Los primos, además de estar siempre revoloteando alrededor nuestro, se dedican a molestar a las gallinas y los conejos, tirándoles piedras desde el balcón. Tato, chicarrón que no tiene idea de la fuerza y la puntería que sus nueve años le proveen, de una pedrada, acaba de matar un conejo. Subimos rápidamente a avisar del acontecimiento a la yaya y ella, con la paciencia del santo Job, baja las escaleras, le da par de pescozones a Tato y cambia el plato del día que era de costillas de cordero y patatas fritas, a conejo guisado con acelgas. Todos estamos muy enfadados con Tato que asegura que en ningún momento pensó en matar al conejo.

Mañana iremos al campo de los abuelos a coger cerezas y peras. Otro día montaremos caballos. Al siguiente haremos pajaritas de maíz con azúcar. El miércoles iremos a la piscina del pueblo, donde coquetearé con Juanito, dos años mayor que yo, de quien estoy enamorada y a él le caigo muy bien. Desde que llego al pueblo se acerca por casa y siempre quiere andar con nosotros. A mis primas les gusta, a mis primos no.

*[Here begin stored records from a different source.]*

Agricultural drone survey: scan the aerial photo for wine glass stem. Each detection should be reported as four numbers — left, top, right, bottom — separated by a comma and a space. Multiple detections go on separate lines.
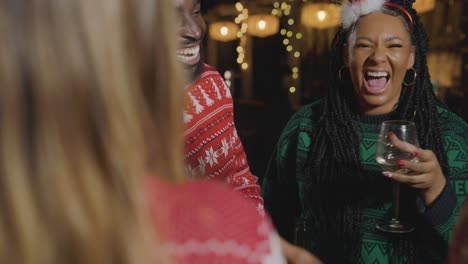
393, 181, 400, 221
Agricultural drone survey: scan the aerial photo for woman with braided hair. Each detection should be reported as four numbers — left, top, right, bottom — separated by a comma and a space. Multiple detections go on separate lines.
263, 0, 468, 263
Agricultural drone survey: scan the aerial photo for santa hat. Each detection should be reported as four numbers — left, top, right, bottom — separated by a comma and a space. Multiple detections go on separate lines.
341, 0, 414, 29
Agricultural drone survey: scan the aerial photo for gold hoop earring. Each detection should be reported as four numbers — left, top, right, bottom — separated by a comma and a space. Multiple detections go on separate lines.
338, 66, 347, 81
403, 67, 417, 87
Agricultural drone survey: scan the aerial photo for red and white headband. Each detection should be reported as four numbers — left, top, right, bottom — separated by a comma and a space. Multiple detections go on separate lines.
341, 0, 414, 29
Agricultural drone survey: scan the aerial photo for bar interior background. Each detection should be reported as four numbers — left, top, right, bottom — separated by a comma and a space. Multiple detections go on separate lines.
201, 0, 468, 180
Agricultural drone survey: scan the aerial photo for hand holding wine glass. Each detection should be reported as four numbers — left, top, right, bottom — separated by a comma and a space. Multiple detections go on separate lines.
380, 128, 446, 206
376, 120, 419, 233
376, 120, 447, 233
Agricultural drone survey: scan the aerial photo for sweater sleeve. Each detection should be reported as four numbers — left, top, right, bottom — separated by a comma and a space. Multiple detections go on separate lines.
417, 181, 457, 226
226, 124, 265, 215
431, 109, 468, 239
183, 67, 264, 215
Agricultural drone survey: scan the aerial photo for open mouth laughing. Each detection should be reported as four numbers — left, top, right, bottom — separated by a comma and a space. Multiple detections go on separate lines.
176, 45, 201, 66
364, 70, 390, 95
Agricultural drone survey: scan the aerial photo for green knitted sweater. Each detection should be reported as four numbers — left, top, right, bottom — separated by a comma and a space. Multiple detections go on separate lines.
263, 101, 468, 263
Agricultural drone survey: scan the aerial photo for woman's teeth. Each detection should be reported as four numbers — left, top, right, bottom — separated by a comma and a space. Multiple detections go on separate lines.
366, 71, 389, 78
177, 45, 200, 63
365, 71, 389, 94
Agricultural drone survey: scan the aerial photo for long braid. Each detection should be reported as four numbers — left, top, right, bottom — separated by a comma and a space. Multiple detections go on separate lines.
304, 26, 364, 263
303, 2, 449, 263
393, 3, 450, 262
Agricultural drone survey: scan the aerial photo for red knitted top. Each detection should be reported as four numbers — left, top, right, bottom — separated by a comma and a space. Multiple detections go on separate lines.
184, 64, 264, 214
147, 179, 285, 264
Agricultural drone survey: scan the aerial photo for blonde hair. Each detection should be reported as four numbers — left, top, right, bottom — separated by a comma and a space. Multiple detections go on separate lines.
0, 0, 184, 263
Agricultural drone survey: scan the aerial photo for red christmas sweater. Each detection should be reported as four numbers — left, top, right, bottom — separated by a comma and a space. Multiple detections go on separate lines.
147, 179, 285, 264
184, 64, 264, 214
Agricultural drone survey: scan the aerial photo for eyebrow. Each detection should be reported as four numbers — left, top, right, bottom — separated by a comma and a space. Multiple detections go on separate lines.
356, 36, 403, 42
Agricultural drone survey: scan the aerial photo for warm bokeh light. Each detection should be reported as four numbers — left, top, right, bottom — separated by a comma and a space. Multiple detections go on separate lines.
235, 2, 243, 12
220, 26, 228, 36
209, 22, 239, 42
258, 20, 266, 30
224, 71, 232, 80
413, 0, 436, 13
301, 3, 341, 29
247, 15, 279, 37
317, 10, 327, 22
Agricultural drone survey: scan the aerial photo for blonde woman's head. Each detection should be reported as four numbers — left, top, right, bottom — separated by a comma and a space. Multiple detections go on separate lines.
0, 0, 184, 263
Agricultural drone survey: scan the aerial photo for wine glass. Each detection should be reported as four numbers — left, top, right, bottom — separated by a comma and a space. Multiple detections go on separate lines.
375, 120, 419, 233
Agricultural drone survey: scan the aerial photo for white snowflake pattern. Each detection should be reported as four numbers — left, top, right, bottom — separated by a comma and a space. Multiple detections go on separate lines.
221, 139, 230, 158
198, 85, 214, 106
205, 147, 219, 167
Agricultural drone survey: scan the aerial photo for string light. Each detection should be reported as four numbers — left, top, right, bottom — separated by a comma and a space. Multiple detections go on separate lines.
235, 2, 243, 12
235, 2, 249, 71
271, 1, 303, 94
224, 71, 232, 87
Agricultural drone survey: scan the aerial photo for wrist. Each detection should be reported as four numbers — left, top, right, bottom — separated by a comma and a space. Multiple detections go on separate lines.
421, 176, 446, 205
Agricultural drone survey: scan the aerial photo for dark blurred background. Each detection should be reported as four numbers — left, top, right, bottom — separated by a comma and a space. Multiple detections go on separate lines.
201, 0, 468, 181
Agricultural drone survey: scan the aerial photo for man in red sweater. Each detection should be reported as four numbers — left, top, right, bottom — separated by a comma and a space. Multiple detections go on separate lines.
173, 0, 321, 263
176, 0, 264, 213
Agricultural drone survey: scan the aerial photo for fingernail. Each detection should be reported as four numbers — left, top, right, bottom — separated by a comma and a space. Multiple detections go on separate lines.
382, 172, 392, 178
397, 160, 406, 166
412, 151, 419, 157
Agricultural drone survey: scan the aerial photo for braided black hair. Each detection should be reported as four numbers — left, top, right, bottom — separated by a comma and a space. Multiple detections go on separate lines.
303, 1, 450, 263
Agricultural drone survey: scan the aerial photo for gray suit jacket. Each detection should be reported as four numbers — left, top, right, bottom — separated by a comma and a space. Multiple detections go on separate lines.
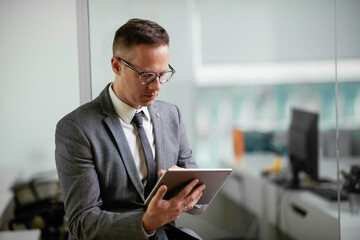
55, 84, 200, 240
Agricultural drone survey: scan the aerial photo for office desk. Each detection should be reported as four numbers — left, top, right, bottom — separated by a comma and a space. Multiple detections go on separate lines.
220, 153, 360, 240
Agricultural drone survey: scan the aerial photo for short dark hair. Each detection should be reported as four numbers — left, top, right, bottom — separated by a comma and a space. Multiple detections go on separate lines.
112, 18, 169, 57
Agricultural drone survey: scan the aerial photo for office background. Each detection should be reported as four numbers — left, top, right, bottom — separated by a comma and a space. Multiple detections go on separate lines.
1, 0, 359, 239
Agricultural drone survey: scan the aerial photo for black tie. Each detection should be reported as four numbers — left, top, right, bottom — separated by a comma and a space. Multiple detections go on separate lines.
133, 112, 169, 240
132, 111, 156, 198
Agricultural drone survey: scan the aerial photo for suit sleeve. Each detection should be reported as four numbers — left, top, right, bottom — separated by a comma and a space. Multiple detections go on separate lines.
55, 117, 148, 240
174, 105, 197, 169
173, 105, 207, 215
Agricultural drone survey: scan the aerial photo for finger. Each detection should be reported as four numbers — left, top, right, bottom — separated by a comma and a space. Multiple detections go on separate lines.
174, 179, 199, 200
158, 165, 182, 177
190, 184, 206, 197
151, 185, 167, 204
183, 192, 203, 212
169, 165, 182, 169
158, 169, 166, 177
191, 191, 203, 208
185, 185, 205, 210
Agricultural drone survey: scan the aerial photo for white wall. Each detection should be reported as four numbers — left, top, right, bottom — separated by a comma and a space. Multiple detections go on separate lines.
199, 0, 335, 63
0, 0, 80, 171
199, 0, 360, 64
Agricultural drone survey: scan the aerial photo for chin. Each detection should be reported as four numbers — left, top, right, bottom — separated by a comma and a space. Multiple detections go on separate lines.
142, 100, 155, 107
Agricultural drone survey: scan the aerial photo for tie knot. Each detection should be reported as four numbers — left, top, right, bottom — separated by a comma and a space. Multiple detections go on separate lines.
132, 111, 143, 126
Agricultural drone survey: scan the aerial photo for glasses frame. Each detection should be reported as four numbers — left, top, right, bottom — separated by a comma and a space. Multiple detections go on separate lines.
117, 57, 175, 85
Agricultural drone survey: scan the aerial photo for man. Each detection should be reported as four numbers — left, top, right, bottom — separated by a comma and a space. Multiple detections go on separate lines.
55, 18, 205, 240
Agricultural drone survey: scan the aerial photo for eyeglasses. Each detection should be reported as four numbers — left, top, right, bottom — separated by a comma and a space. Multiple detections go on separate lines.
117, 57, 175, 85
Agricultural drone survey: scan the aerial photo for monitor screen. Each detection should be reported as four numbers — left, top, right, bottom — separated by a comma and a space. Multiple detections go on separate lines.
288, 108, 319, 188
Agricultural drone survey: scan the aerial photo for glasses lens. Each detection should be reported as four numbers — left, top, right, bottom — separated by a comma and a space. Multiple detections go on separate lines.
140, 73, 156, 84
139, 71, 174, 84
159, 71, 173, 83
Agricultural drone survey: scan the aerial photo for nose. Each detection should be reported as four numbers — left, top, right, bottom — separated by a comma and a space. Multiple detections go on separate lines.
148, 76, 161, 91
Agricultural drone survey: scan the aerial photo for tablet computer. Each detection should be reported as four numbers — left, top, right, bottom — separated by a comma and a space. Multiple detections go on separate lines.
144, 168, 232, 206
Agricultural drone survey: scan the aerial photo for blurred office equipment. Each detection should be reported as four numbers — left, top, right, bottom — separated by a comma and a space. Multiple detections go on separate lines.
6, 171, 67, 240
218, 107, 360, 240
342, 166, 360, 214
221, 153, 360, 240
286, 108, 349, 201
288, 108, 319, 188
232, 129, 245, 163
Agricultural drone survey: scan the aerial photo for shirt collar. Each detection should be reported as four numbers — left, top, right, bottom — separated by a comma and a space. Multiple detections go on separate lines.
108, 83, 150, 124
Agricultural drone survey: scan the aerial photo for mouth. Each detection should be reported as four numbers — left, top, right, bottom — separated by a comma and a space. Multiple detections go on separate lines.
144, 93, 158, 100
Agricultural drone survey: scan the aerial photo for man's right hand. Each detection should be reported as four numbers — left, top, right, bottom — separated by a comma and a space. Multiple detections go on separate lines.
141, 178, 205, 231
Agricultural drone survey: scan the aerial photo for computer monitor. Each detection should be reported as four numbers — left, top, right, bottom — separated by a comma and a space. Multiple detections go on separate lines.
288, 108, 319, 189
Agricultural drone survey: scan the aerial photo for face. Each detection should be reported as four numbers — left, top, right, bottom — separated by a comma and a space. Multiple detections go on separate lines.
112, 44, 169, 109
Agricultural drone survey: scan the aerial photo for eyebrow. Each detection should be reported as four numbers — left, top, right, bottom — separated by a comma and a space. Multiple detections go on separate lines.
118, 57, 171, 74
139, 65, 170, 74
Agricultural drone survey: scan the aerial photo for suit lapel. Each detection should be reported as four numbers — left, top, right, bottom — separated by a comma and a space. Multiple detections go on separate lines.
99, 84, 145, 201
148, 105, 166, 174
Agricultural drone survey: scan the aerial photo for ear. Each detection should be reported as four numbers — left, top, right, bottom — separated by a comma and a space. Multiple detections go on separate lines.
111, 57, 122, 75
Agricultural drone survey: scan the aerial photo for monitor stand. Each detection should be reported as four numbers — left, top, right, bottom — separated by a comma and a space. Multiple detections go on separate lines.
288, 158, 302, 189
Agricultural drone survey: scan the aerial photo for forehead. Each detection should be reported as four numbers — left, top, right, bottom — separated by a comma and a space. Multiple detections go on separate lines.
127, 44, 169, 60
128, 44, 169, 71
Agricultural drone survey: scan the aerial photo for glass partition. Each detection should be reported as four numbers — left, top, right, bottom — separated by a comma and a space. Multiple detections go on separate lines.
88, 0, 360, 239
336, 0, 360, 237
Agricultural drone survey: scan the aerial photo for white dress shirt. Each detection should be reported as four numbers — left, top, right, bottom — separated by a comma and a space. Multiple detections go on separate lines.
108, 84, 156, 185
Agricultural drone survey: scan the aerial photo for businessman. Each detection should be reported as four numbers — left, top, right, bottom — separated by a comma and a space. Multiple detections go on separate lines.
55, 18, 205, 239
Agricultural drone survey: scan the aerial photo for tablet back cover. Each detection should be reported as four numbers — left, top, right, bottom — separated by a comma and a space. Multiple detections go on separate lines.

Y el verano se pasará en un abrir y cerrar de ojos.

He vuelto. Mi calle está toda cambiada. Ni siquiera se llega a ella por el mismo camino que tomábamos cuando bajábamos del autobús que nos dejaba en la parada del pueblo.

Donde estaba la casa familiar, grande, fresca y amada, ahora hay un edificio de cuatro pisos. Y ya no huele a jazmín, sino a comidas diversas. Los acogedores colores siena que en la tarde reflejaban el sol, han sido sustituidos por blancos y grises anodinos.

Voy a casa de Elisa y ahí están mis cuatro primos esperándome. Josita murió hace diez años. Son toda la familia que queda en Fuentes del Moncayo. Nos abrazamos. Elisa y Pili lloran desbordadas de emoción. Simón, como ahora le dice todo el mundo, ha cambiado el color rojo de su pelo que me fascinaba, por un rubio desvaído que peina de lado, con mucha seriedad y completamente liso. Vuelve a estirarme las orejas, esta vez con mucha dulzura. Tato me coge por la cintura y me levanta en vilo. Me siento muy amada.

En los pueblos se sabe todo y Juanito no resistió la tentación de venir a verme. Le acompañaba su mujer. Calvo, gordo, con una conversación torpe y pobre, pero con la llaneza que tienen las gentes del campo, contó delante de todo el mundo lo enamorado que estaba de mí a los doce años y lo mucho que deseó que yo regresara al pueblo. No me pudo esperar.

Todo esta cambiado. Nada se parece a las reproducciones nocturnas de escenas y convivencias que durante cuarenta años he estado disfrutando. Pero, todavía el pueblo es mi lugar favorito de vacaciones y mi familia me demuestra que hay afectos que permanecen eternamente.

Al lugar donde fuiste feliz, si puedes volver, pero, sin expectativas.